Something that i do know, though, is that before, and even during some of my time with Magireco, i was always a lurker through and through, like, i wasn't very much into participating on fandom or even just talking about stuff i like into the void like i usually do now.
And to be honest that hasn't really gone away, like for example, i love Symphogear, it's a very dear show to me, but looking at my blog and Twitter, i never even mentioned it or engaged with the fandom once. I grew up with Nanoha and Kancolle and Sailor Moon, they're some of my favorite media ever, i pretty much never talk about them, i fell in love with Revue Starlight recently and never mentioned it again. I got a whole bunch of other examples but you get the gist of it.
The point i want to get at is that Magireco was probably the first time that i ever felt comfortable being active in a fandom, like, talking to people, being into art and writings and fanfics and all of that. Not only that, but Magireco was the first time that i felt compelled to contribute something of my own. I decided to translate some stuff whenever i could, definitely not as much as i wanted to, but the thing is i think that was the first time i worked on translations purely out of love for a fandom, out of wanting to get it out there more (i was in a couple translation teams and whatnot in the past, but i never really had that drive). And even now that's still something i'm inspired by for the other fandoms i'm in, like, i have a whole second blog for translations now, simply in the spirit of "hey this is really cool i think more people should see it."

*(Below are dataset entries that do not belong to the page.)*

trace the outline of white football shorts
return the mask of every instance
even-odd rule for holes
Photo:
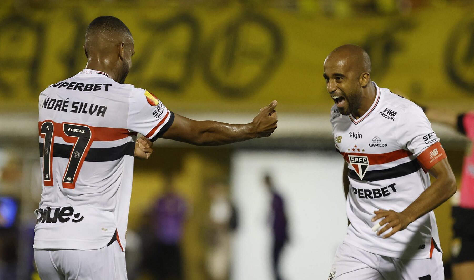
[[[127,280],[116,241],[98,250],[35,249],[35,262],[41,280]]]
[[[391,258],[343,242],[336,252],[328,280],[444,280],[443,254],[431,259]]]

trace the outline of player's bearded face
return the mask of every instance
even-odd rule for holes
[[[361,89],[356,89],[349,94],[344,93],[344,97],[346,101],[346,106],[339,111],[343,115],[348,115],[356,111],[360,108],[362,98],[362,90]]]

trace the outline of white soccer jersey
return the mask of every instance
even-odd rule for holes
[[[39,96],[43,183],[35,249],[122,250],[137,132],[154,141],[174,115],[154,95],[84,69]]]
[[[349,167],[345,241],[388,257],[428,258],[440,248],[433,211],[386,239],[392,230],[377,236],[371,220],[375,210],[400,212],[416,199],[430,185],[427,170],[446,153],[419,107],[373,84],[375,101],[358,119],[341,115],[335,105],[331,112],[336,147]]]

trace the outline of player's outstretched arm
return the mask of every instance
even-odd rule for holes
[[[194,121],[177,114],[170,128],[161,136],[193,145],[216,146],[269,136],[276,129],[277,102],[273,100],[246,124],[230,124],[214,121]]]
[[[439,206],[454,195],[456,192],[456,180],[447,158],[433,166],[429,169],[429,173],[436,180],[404,210],[400,213],[382,209],[374,212],[376,216],[372,219],[373,222],[384,218],[379,224],[383,226],[388,223],[378,231],[377,235],[380,235],[392,228],[392,231],[383,236],[384,238],[390,237],[396,232],[405,229],[411,223]]]

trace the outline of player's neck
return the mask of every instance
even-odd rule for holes
[[[112,70],[109,63],[104,63],[101,60],[89,59],[86,65],[86,68],[104,72],[109,75],[112,80],[117,81],[118,75]]]
[[[352,116],[356,120],[364,115],[369,111],[374,104],[377,95],[377,88],[374,86],[372,82],[369,83],[367,87],[362,90],[362,98],[361,106],[356,112],[352,112]]]

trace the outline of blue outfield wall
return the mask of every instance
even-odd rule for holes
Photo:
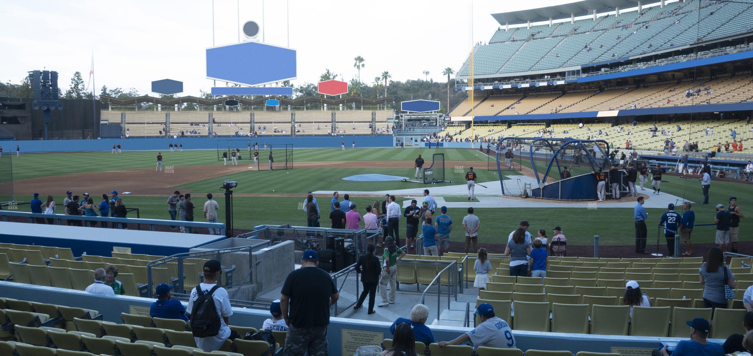
[[[238,140],[238,148],[245,150],[248,148],[245,141],[251,141],[259,142],[259,145],[263,145],[264,142],[267,145],[284,145],[293,144],[294,148],[340,148],[340,142],[344,141],[346,147],[350,147],[351,143],[355,141],[355,147],[392,147],[392,136],[389,135],[380,135],[378,136],[367,135],[347,135],[347,136],[273,136],[273,137],[258,137],[249,138],[248,137],[184,137],[178,138],[100,138],[96,140],[34,140],[34,141],[8,141],[5,145],[12,147],[18,145],[21,153],[29,152],[55,152],[55,151],[112,151],[113,145],[120,144],[124,151],[144,151],[144,150],[169,150],[169,145],[182,145],[185,150],[216,150],[218,141],[224,141],[224,147],[227,147],[227,140]],[[0,145],[3,145],[0,144]],[[15,151],[8,149],[8,151]]]

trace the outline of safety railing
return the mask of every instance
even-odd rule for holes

I actually stopped playing the game itself a good while ago, i'm a casual all the way when it comes to games, and it's just the sad reality that casuals are the sworn enemies of any gacha game, having to choose between paying money or ceaseless grinding is simply beyond me. But even after leaving the game behind, i still decided to stay around the community, not only because i was still very intrigued by the story and where it would go, but also because by that point i was already so attached to Magireco as a whole. Plus y'know, there's always that one select group of people who make incredible art and writings and stuff that you grow very fond of and just can't let go (if you're reading this and happens to be one of those people whose notifs i live in, hi! Sorry for annoying you, but i love your posts!).
So y'know, even though i haven't actually played the game in years by this point, it still seriously shocked me to hear about the EoS, though to be fair it was finals week and something else happened, so there was a bit of that nervousness mixed in there, but still, it's just been in my head this whole time. I do know that like, people have been talking about it being a possibility here and there for a while, and i have to be honest with you, i loved Puella Historia, but with how seemingly definitive the closing of Arc 2 was, i couldn't see it as enough to launch a new storyline or serve as the game's driving force for an extended period of time (i thought Scene 0 would be that, given how it was marketed as this huge deal, and i do think that it was an attempt to try and reel more people into the game, thus the focus on the Holy Quintet).
I guess what i'm trying to say is that i do know that some people saw it coming, and i can't deny that even i felt that way a bit, but i don't know, it's always still so hard hitting to have that be confirmed outright, to know for a fact that something you loved ended, or will end soon. I suppose because it takes away the deniability you get with like rumours or omens, there isn't any "maybes" to cling to, it's over and you just gotta deal with it whether you like it or not, and that is never an easy thing to go through, i mean ask me from this January, she would know.
But in the face of that, the thought that i found comfort in, and why after the shock settled, i feel strangely okay with it right now, is that i'm much more happy to have been part of this fandom, that it was my first proper community experience. I know that i'm only in like a corner of it right now, and god knows it's hardly the most perfect fandom out there, but i still loved it, i loved reading through all of the stories, i loved the fanart and the writings and all the cool fanwork people have put out, i loved not just seeing the discussions, but actually talking to, and somewhat getting to know the people in the community, and i'm very happy that i got to contribute a little bit myself, i just had an all around great time being here these past couple of years.
For my first fully fledged fandom experience, i feel incredibly fulfilled, even now, i truly mean it when i say that Magireco is the best community i've ever been a part of. EoS be damned, i just don't see myself letting go of it anytime soon
I'll stick around for as long as this fandom breathes.